Sunday, February 1, 2009

On Creating “Diagonal” Health Systems

The climate for treating the diseases of the global poor has fundamentally changed. In the past five years, multi-lateral players like the WHO, the Global Fund for AIDS, TB, and Malaria (GFATM), the Gates Foundation, the Clinton Foundation, and the President’s Emergency Plan for AIDS Relief (PEPFAR) have poured billions of dollars into impoverished nations to stem the rising tide of preventable and treatable diseases. The time of standing idly by while millions die of HIV, TB, and malaria is purportedly over, yet, mortality rates are still sky-high and all this money doesn’t really seem to be working. I think it’s ultimately a failure of well-executed healthcare delivery.

One major obstacle to providing efficient, effective care is the conflict between so-called horizontal versus vertical programs. Horizontal programs have been traditionally provided by national governments. A good example is the UK’s National Health Service. While I’m not super-familiar with the inner-workings of the NHS, it seems to me that the primary care physician serves as a gate-keeper and coordinates all aspects of care. These include preventative services (vaccines, screening tests, etc), basic curative services, social work, counseling and mental health, and referral to specialists. The NHS model is touted as the blueprint for district-health services in Anglophone developing countries, but due to scarce resources (human and capital), health care falls woefully short. Some pundits argue that international aid for heath should go to strengthening these comprehensive horizontal programs contending that providing food, social support, housing, economic opportunities like microfinance are integral parts of improving health. The major problem with these programs is they take a long time to develop, require infrastructure and human resources, and, assuming fixed health sector spend, may provide good care to few while neglecting many. Good horizontal programs are very hard to develop and spread, and because of their bulkiness, do not do well adapting to local environments.

Vertical programs, as the name suggests, focus on one disease area, like HIV/AIDS. In contrast to horizontal systems, vertical programs are agile, able to scale up quickly, and often do one thing very well.

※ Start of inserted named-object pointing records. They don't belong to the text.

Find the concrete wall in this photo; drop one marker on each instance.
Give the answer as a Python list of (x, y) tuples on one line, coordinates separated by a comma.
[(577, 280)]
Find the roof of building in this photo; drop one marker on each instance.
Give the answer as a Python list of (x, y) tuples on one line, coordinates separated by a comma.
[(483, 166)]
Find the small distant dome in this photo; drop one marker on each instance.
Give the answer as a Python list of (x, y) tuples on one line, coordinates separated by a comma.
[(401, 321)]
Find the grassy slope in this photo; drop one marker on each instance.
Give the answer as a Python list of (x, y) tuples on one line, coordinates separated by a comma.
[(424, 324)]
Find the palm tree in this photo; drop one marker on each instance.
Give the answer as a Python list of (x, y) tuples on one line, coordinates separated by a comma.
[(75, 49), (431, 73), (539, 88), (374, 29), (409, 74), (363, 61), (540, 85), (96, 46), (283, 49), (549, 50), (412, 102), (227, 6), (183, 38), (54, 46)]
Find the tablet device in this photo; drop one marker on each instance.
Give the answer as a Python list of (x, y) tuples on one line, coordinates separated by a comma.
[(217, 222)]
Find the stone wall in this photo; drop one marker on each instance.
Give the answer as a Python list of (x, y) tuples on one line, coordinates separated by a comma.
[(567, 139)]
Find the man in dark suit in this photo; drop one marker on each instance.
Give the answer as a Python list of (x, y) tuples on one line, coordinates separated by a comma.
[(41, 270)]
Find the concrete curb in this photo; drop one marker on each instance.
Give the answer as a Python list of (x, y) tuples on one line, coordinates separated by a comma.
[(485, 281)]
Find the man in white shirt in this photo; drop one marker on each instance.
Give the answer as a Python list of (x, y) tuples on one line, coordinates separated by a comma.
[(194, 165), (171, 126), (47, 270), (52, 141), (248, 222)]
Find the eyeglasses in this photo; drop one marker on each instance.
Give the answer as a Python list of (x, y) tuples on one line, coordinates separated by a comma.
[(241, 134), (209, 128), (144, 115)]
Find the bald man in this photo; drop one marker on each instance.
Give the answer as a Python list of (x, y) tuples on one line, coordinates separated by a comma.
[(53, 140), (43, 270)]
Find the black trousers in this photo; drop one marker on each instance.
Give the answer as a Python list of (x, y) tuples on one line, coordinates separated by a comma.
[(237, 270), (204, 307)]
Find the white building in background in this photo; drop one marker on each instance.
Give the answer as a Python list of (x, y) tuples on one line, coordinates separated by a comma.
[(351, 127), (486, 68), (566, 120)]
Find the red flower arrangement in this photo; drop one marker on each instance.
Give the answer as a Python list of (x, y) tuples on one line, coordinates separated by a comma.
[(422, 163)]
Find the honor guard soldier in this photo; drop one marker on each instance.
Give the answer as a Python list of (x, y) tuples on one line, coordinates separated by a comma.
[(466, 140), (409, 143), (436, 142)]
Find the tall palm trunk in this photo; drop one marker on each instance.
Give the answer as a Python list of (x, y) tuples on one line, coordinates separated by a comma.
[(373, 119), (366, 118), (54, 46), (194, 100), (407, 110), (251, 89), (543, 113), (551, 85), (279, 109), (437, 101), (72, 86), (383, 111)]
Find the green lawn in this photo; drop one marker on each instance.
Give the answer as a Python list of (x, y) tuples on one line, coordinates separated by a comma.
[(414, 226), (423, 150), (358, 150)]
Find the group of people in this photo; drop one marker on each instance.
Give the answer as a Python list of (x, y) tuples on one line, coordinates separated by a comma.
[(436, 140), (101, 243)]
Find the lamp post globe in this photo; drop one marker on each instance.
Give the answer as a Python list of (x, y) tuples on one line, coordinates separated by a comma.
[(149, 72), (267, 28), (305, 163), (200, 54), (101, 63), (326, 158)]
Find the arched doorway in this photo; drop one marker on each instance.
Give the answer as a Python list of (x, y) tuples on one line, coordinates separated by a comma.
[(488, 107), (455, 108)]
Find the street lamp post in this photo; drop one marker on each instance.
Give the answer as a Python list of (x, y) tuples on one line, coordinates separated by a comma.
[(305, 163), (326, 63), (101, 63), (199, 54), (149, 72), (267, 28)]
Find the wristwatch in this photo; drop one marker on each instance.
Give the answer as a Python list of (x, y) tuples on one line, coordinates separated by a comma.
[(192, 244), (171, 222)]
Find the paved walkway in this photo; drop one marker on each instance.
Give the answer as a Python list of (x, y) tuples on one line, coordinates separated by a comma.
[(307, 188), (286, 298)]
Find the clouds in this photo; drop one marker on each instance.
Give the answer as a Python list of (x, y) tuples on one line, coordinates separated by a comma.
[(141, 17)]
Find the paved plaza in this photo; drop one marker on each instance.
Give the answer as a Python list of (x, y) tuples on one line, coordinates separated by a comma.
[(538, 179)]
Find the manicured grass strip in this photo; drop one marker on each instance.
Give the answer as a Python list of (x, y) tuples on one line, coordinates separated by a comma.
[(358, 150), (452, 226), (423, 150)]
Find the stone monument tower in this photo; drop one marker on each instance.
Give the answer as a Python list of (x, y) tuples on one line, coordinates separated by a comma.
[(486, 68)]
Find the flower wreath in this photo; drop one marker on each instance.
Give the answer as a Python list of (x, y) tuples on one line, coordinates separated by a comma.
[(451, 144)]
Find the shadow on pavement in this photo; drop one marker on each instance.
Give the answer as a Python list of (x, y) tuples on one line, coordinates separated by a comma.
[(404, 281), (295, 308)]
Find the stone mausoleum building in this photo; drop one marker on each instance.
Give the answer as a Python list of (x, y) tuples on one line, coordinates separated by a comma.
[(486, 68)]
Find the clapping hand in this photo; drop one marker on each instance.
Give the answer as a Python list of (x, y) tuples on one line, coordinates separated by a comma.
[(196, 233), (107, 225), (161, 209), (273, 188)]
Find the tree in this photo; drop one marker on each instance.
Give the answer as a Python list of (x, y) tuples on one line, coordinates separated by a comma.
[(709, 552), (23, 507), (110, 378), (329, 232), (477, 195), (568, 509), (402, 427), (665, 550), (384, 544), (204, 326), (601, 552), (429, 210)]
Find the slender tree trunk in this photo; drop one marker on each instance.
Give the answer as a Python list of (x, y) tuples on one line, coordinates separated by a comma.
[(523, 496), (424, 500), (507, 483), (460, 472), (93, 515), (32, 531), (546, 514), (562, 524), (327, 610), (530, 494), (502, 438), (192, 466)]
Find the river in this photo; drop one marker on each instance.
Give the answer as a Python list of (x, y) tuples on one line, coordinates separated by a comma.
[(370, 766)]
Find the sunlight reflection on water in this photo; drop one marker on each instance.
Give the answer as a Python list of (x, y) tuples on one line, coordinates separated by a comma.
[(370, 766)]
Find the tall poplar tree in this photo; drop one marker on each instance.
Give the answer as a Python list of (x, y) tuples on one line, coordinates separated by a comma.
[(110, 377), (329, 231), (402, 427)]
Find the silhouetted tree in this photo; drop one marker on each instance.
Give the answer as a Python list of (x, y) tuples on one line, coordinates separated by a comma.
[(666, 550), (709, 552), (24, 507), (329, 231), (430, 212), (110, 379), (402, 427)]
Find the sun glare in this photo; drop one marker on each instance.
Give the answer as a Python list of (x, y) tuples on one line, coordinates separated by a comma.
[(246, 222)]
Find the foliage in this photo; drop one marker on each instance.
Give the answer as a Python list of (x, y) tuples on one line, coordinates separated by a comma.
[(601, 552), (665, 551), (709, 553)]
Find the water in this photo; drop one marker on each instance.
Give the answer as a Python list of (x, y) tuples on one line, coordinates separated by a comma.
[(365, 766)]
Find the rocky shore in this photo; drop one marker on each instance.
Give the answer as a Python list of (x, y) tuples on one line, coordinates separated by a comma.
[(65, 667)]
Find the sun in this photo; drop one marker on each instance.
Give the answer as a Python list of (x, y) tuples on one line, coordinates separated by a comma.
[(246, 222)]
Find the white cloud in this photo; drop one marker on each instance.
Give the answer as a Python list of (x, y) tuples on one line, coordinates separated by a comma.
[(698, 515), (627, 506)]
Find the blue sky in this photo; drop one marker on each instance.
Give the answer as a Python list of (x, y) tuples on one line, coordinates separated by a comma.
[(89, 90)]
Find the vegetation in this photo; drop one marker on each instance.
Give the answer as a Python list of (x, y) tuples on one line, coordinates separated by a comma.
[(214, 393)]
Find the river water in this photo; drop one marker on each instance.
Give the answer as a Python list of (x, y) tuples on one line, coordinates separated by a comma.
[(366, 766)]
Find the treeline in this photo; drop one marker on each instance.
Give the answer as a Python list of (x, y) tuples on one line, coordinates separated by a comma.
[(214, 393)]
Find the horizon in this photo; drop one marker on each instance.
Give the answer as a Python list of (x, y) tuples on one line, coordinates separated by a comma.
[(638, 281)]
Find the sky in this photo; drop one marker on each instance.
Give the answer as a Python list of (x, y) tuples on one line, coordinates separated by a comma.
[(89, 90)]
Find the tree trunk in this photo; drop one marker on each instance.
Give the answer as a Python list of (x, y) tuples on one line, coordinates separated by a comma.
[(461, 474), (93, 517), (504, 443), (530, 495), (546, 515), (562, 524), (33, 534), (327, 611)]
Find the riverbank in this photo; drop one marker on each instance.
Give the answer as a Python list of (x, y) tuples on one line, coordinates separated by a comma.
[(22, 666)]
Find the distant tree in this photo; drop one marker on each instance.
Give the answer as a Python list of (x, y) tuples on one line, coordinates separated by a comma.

Because they don’t provide a comprehensive package of services, they are able to adapt and change to local environments, can task-shift routine processes down to less-educated workers, and are able to develop simple tracking systems to follow patients over time. A good example of a vertical program is the Center for Infectious Disease Research in Zambia (CIDRZ). Funded by PEPFAR and GFATM, CIDRZ was able to rapidly put 100,000 people on AIDS therapy in three years at a relatively low cost (~230 dollars per person per year). The coverage in some places was 80% of the affected population. What they didn’t do was provide vaccines, accompaniment (a form of directly observed therapy), economic advancement, maternal care, etc. They were solely focused on responding to the AIDS crisis, and approached the problem like a disaster-relief organization. Get the treatment out. Fast.

Obviously, both approaches have their significant drawbacks, and most places are focusing on developing and sustaining vertical programs. In Uganda alone, there are over 600 foreign-based non-govermental organizations all doing different things, often overlapping in the same places. I suggest we start thinking about diagonalizing health care in poor countries. Julio Frenk, the new Dean of the Harvard School of Public Health and former Gates Foundation big-wig, has advocated for diagonality saying that the attention focused on HIV/AIDS provides a unique opportunity to capture “spill-over.” HIV is a big problem, no doubt, but once the frenetic initial response has finished, focusing on the broader health concerns of the population has to take precedence. If successful HIV programs like CIDRZ are in an area, consolidate services for TB, malaria, vaccine delivery, bednets, food, etc and combine the NGOs personnel under a unified umbrella. Of course, most organizations won’t like this, but it will take strong national governments with the guts to rebuke NGOs that don’t fall in line to make this happen. Country coordinating mechanisms must be set up, strengthened, and supported by funders otherwise we run the risk of having individual programs each with their own little fiefdom. If things stay the way they are now, everyone will think they’re doing good for individuals, but the population won’t get any better.